First woman ordained as a rabbi in Spain (born 1974)

Irene Muzás Calpe (born 1974) is a Spanish philologist. In 2022 she was ordained the first woman rabbi in Spain.

==Early life and education==
Muzás was born in 1974 in Barcelona, Spain. She graduated in English language and literature from the Autonomous University of Barcelona, where she also completed a postgraduate degree in English Literature, and has further studied classical philology at the University of Barcelona and east Asian culture and society at the Open University of Catalonia. She also got a master's degree in education from the International University of La Rioja.

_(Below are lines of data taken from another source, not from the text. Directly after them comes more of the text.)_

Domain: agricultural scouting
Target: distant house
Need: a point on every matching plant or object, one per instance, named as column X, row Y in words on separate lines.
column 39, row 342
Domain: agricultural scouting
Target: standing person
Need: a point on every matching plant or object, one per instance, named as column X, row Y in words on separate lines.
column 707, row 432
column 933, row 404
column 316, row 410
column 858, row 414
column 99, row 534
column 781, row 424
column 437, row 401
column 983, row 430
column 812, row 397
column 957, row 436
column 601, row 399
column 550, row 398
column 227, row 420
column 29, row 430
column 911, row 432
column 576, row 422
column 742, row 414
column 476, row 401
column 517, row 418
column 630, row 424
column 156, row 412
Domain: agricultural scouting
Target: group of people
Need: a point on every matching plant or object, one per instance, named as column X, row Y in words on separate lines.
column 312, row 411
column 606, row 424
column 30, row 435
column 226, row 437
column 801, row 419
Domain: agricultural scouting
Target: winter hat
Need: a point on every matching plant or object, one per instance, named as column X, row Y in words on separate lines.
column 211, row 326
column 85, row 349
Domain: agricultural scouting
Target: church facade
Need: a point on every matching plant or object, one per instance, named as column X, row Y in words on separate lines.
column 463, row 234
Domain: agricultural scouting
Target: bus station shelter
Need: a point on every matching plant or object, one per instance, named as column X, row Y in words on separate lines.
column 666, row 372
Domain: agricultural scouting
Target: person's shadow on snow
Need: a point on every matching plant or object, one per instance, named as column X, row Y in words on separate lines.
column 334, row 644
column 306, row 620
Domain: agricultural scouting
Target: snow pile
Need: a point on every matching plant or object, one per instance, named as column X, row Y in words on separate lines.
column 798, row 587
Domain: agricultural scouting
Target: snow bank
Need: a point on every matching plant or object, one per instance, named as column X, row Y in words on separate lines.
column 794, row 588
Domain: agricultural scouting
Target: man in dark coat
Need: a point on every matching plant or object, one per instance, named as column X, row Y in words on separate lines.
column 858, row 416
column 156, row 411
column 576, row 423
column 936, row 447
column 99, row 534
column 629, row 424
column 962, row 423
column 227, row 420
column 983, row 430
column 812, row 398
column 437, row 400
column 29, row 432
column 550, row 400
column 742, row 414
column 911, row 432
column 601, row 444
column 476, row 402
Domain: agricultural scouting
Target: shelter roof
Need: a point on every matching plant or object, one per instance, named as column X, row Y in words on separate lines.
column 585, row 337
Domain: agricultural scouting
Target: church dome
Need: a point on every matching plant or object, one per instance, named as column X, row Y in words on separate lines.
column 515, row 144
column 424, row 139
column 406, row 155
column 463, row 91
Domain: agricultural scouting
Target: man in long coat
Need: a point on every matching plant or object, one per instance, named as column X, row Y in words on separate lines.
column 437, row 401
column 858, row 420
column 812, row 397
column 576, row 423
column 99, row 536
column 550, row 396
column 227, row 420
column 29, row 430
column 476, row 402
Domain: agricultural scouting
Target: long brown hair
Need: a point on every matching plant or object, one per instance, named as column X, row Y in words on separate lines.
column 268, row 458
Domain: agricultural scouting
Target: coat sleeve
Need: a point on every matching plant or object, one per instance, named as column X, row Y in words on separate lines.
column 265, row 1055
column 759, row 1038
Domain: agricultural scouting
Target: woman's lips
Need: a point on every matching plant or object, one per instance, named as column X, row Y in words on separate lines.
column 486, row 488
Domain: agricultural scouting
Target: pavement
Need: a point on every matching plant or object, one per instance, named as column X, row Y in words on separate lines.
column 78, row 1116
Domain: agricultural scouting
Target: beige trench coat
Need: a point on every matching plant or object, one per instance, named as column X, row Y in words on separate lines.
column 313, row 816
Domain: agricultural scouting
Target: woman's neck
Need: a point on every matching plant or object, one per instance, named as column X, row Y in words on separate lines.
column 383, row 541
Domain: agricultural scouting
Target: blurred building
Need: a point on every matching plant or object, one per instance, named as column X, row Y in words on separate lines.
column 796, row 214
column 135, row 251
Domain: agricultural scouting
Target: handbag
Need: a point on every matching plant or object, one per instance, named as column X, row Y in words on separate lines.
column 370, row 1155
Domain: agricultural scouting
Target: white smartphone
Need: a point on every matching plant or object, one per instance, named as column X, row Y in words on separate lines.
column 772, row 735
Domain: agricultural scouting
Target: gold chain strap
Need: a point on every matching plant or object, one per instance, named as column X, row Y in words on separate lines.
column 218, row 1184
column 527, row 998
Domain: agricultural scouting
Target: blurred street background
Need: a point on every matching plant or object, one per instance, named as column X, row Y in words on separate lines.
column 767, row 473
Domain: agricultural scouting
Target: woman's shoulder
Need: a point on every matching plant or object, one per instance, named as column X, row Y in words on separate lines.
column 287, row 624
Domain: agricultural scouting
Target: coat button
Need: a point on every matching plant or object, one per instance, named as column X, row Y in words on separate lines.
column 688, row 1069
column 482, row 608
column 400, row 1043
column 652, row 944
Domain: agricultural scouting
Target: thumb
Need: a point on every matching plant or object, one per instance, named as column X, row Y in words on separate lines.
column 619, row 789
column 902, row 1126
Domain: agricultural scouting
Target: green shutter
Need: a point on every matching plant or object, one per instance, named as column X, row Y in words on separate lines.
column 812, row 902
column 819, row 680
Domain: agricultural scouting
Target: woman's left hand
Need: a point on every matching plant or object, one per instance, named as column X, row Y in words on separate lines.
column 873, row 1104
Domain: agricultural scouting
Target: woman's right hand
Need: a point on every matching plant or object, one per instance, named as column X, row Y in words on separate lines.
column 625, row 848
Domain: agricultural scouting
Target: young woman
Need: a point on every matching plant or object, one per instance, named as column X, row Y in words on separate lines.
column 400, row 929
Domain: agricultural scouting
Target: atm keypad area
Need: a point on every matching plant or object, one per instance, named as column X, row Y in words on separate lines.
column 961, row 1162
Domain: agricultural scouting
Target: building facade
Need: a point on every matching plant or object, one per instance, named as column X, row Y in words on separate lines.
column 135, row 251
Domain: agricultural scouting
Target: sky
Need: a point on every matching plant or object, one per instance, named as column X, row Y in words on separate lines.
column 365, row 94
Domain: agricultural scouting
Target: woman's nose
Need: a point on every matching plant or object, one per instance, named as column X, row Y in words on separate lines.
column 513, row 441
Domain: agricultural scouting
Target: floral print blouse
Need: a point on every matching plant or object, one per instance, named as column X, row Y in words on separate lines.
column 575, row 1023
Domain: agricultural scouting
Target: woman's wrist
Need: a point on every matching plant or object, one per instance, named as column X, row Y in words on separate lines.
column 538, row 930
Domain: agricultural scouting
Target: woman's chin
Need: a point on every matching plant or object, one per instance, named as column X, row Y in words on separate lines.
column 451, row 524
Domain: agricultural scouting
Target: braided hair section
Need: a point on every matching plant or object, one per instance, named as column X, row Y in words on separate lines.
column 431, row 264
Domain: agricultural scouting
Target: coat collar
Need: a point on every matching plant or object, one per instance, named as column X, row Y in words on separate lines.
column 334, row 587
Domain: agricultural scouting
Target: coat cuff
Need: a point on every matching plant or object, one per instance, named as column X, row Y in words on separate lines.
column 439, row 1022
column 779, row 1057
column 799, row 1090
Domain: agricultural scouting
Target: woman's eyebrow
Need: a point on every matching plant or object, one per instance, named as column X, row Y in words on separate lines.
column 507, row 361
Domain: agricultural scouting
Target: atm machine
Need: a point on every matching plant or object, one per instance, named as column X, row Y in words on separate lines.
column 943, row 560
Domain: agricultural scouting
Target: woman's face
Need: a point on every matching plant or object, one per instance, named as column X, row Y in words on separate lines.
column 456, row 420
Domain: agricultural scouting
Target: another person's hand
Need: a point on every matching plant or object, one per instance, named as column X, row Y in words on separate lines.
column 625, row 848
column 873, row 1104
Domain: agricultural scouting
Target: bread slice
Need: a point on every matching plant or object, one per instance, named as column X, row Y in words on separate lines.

She has worked as translator and English and Latin language teacher.

==Ordination==
She converted to Judaism in 2013, after having been fascinated by Judaism for years, studying Hebrew and attending a course on Jewish history and customs at the University of Barcelona. She joined the Atid community of Barcelona, from the Conservative Judaism denomination.

On 23 October 2022, she was ordained as Spain’s first female rabbi at the Zacharias Frankel College of the University of Potsdam, Germany, after defending her thesis on Lilith for the Jewish theology master's degree. In November 2022, Muzás took over as head of the Atid Synagogue in Barcelona following rabbi Stephen Berkowitz’s retirement.